About the year 1860—or thereabouts—there was exhibited in London a huge picture of Nero contemplating the ruins of Rome, by a German artist named Piloti. On seeing the picture I was much struck by a certain somewhat coarse vigour in the work, which asserted itself in spite of crude and harsh colouring; the principal figure—as often happens—was disappointing and theatrical. Nero stood in a melodramatic posture, with his arms folded, enjoying the destruction of the city. Leech, accompanied by his friend, the late Sir Edgar Boehm, R.A. (the eminent sculptor who made an admirable statuette of Leech), saw the picture, and after a long study of it he turned to Boehm and said: "I would rather have been the painter of that picture than the producer of all the things I have ever perpetrated!" Leech's friend received this avowal with incredulous laughter, and, pointing out some of the glaring faults of the Nero, endeavoured to convince his companion that one of his drawings was worth acres of such work as Piloti's; in which I, for one, entirely agree with him.

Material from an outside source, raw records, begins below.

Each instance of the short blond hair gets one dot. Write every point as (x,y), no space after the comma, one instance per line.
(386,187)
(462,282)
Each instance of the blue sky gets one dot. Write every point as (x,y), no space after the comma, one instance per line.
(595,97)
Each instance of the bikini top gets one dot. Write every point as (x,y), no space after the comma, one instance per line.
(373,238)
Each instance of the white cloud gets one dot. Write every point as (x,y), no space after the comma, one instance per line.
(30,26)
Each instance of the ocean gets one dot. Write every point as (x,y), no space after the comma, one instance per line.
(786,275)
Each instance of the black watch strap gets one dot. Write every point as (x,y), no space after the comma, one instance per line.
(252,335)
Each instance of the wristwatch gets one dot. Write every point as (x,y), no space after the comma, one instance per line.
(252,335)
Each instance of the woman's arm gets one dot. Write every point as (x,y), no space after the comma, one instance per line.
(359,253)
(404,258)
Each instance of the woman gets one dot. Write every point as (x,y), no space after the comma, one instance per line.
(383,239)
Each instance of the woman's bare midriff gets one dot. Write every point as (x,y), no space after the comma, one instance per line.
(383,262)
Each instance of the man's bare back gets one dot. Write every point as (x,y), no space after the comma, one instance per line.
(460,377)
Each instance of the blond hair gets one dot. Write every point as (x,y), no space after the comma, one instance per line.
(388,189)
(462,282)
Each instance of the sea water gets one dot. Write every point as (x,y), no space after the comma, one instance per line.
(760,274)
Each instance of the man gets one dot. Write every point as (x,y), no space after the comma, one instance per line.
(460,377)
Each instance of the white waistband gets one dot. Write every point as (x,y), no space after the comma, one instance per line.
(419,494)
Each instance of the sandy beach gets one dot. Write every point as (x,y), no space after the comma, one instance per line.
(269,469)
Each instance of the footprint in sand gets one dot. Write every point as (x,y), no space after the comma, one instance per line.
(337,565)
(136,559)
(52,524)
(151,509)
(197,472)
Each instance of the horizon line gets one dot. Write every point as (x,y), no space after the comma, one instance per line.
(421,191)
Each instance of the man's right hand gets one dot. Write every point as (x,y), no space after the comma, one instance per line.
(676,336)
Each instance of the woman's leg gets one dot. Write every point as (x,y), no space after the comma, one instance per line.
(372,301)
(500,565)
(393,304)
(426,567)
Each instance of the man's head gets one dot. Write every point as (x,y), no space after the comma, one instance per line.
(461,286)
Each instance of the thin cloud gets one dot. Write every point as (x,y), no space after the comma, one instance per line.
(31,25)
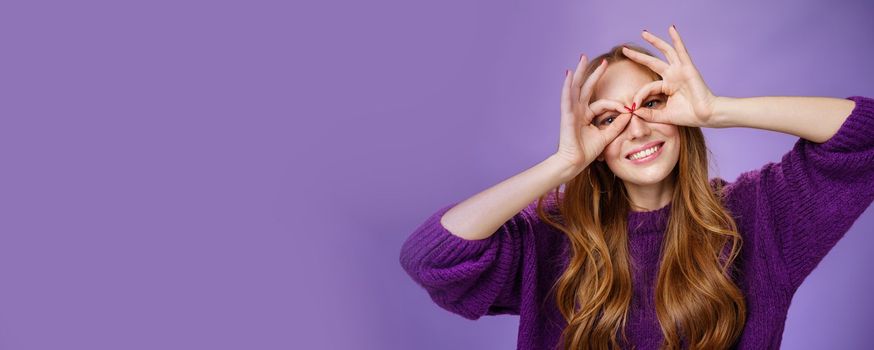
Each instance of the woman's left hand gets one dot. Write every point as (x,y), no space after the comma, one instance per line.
(689,101)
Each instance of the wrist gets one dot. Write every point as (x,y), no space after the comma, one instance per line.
(564,168)
(721,115)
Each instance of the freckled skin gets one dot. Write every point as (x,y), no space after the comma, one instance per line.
(649,185)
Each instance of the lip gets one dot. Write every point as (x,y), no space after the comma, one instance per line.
(646,146)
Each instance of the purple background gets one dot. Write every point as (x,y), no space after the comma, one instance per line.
(218,175)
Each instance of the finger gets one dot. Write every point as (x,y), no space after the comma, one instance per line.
(682,53)
(565,94)
(663,46)
(655,64)
(589,85)
(578,77)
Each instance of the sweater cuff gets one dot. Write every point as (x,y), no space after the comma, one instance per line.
(434,244)
(856,131)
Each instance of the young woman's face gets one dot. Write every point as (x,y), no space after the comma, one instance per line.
(620,83)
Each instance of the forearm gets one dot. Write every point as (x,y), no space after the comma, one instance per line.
(480,216)
(812,118)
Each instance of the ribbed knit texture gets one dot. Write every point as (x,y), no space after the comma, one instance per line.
(790,215)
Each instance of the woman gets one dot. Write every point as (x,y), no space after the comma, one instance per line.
(641,249)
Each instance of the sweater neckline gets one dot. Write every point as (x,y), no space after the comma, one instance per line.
(649,222)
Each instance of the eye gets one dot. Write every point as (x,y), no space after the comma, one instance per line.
(604,120)
(647,103)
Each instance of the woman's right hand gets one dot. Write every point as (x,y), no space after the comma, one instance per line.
(581,141)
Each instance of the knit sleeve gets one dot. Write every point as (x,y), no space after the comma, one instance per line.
(471,278)
(811,198)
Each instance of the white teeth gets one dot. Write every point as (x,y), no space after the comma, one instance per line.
(644,153)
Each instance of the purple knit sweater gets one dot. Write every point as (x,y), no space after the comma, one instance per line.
(790,215)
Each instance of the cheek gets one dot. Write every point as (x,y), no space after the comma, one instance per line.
(612,149)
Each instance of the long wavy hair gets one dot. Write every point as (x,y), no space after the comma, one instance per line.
(697,301)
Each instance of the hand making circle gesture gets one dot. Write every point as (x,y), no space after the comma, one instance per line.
(689,101)
(580,141)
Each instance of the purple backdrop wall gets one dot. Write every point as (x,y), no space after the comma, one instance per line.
(241,175)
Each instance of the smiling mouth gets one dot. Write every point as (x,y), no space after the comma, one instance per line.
(645,153)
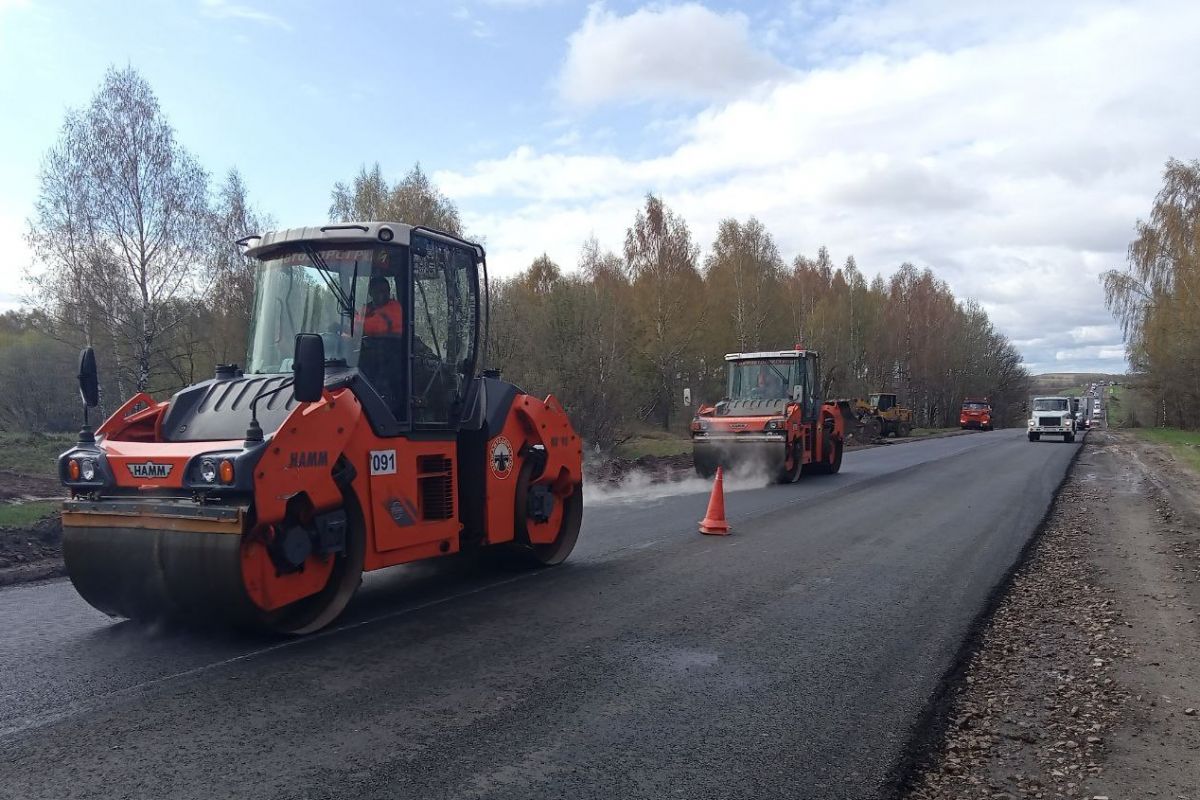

The hankering after oil-colours which always possessed Leech was destined to be gratified; for soon after this—in 1862—he came before the public as the painter of a series of "sketches in oil," being reproductions of his own drawings in Punch. These—almost virgin—attempts were exhibited at the Egyptian Hall, where they were visited by thousands of admiring spectators, who left several thousand pounds behind them. Everyone knows what a few inches of space are taken up by one of Leech's drawings as it appears in "Pictures of Life and Character." A sketch of such small dimensions would have been ineffective in colours, and it was owing to an invention by which the originals were enlarged, that the artist was enabled to offer to the public copies of drawings four or five inches square, increased in some instances to three feet by two.